A pacemaker-like chip implant may be the future treatment for rheumatoid arthritis. Starting in August, the Academic Medical Centre (AMC) in Amsterdam will study whether surgically implanting an electrical device in a patient’s neck can inhibit the inflammation of joints, a common side-effect of the disease.
“This is a whole new way of treating rheumatoid arthritis,” says study supervisor and AMC Professor of Rheumatology Paul-Peter Tak.
About one percent of the world population suffers from rheumatoid arthritis. In the Netherlands, there are 150,000 cases. The disease is a life-long condition that causes constant pain in joints. According to Professor Tak, the symptoms come from interactions between the nervous and immune systems.
Patients from several European countries will be involved in the study and have the chip implanted in the vagas nerve of their neck. The nerve is responsible for respiratory control and heart rate.
By sending electrical stimuli to the nerve for approximately one minute a day, inflammation can be inhibited, says Professor Tak. “As a result, there are fewer complaints of pain and swelling. But more impressive is that you put the brakes on the damage that occurs to the joints.”
The extent of that damage, he says, can ultimately determine whether or not a patient will be bound to a wheelchair.
The Dutch researchers are working with an American company in developing the chip. Indeed, much of the original research into the relationship between nerves and the immune system has been done in the United States.

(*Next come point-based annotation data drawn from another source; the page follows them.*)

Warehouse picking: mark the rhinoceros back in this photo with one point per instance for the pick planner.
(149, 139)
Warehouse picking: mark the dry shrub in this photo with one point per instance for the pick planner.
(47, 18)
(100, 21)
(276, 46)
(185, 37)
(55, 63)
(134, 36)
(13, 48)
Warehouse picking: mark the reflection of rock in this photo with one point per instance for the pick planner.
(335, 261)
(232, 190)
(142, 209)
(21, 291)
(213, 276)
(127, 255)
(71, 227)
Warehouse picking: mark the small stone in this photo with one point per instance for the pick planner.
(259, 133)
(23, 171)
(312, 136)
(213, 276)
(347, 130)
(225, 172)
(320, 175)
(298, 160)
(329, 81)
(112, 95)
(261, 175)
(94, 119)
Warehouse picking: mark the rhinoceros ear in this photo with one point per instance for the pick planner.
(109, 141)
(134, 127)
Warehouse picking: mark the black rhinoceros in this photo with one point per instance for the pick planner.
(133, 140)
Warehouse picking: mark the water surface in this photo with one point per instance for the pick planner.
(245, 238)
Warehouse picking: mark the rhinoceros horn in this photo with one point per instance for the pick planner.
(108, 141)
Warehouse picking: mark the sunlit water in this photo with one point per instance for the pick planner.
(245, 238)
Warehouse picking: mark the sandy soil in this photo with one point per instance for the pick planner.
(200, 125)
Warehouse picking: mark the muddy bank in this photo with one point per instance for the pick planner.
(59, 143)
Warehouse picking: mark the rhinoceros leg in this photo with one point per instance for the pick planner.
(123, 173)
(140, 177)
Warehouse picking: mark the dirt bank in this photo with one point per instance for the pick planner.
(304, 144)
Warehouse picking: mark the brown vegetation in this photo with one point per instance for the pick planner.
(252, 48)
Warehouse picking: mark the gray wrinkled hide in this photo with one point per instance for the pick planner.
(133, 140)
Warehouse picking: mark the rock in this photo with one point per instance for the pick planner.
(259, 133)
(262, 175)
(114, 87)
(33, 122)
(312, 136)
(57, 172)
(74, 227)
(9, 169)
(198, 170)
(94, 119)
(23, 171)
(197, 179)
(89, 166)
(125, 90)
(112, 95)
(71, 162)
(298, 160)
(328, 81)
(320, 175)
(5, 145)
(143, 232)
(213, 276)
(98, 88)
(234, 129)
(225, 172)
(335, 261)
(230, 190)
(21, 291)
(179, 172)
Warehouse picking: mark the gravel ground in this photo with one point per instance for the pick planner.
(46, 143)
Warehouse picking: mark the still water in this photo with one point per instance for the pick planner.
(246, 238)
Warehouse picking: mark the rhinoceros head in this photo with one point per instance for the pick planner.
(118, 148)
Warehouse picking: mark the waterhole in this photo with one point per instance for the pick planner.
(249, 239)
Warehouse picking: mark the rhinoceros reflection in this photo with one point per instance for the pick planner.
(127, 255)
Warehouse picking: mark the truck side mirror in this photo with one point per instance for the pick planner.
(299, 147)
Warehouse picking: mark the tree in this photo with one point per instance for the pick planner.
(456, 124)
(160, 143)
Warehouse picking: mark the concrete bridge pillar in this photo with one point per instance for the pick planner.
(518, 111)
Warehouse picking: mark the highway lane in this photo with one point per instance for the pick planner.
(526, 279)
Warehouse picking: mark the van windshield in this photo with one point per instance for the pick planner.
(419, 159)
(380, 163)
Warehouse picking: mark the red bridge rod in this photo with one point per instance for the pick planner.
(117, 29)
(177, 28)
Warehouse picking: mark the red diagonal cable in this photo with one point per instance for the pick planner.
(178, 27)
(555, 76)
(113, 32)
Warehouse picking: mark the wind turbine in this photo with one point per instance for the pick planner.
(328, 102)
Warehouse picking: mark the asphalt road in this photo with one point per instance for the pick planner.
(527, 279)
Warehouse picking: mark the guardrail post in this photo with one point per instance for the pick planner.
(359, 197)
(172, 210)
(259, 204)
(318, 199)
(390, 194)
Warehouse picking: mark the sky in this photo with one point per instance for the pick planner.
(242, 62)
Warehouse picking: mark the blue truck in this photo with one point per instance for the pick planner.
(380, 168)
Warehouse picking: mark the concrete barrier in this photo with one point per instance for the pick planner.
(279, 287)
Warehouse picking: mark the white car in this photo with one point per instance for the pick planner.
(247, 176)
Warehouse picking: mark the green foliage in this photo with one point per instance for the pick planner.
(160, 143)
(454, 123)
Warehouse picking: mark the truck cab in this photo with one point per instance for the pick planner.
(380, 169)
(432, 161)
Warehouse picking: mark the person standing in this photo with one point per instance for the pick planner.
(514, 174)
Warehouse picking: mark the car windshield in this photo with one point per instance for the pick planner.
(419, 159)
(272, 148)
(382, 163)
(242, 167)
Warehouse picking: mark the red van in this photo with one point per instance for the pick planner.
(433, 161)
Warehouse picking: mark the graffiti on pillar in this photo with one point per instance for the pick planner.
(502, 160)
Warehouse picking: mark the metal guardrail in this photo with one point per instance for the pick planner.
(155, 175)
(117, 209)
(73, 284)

The method’s application in rheumatic fever, however, was discovered in the Netherlands.
Already, the device has been proven to work against rheumatism in rats and mice. “If it works just as well in patients with rheumatoid arthritis, then you can imagine that this approach can recover the natural balance that is disrupted in people with the disease,” Professor Tak says.
Furthermore, the approach involves the use of little or no medication at all.
The Dutch Arthritis Association is cautiously optimistic about the chip. According to Ingrid Lether, who works with the organisation, the method has a great advantage. Implanting the pacemaker-like device is a known technique, so it can be applied quickly. Something that isn’t possible when developing drug treatments that require lengthy clinical trials.
“That makes it something that can be applied very quickly in clinical practice. If this study shows evidence that it really works, then it can be used in the very near future,” she says.
Ten patients from Amsterdam will be involved in the study, which will last for two months. Professor Tak hopes to publish the results next year.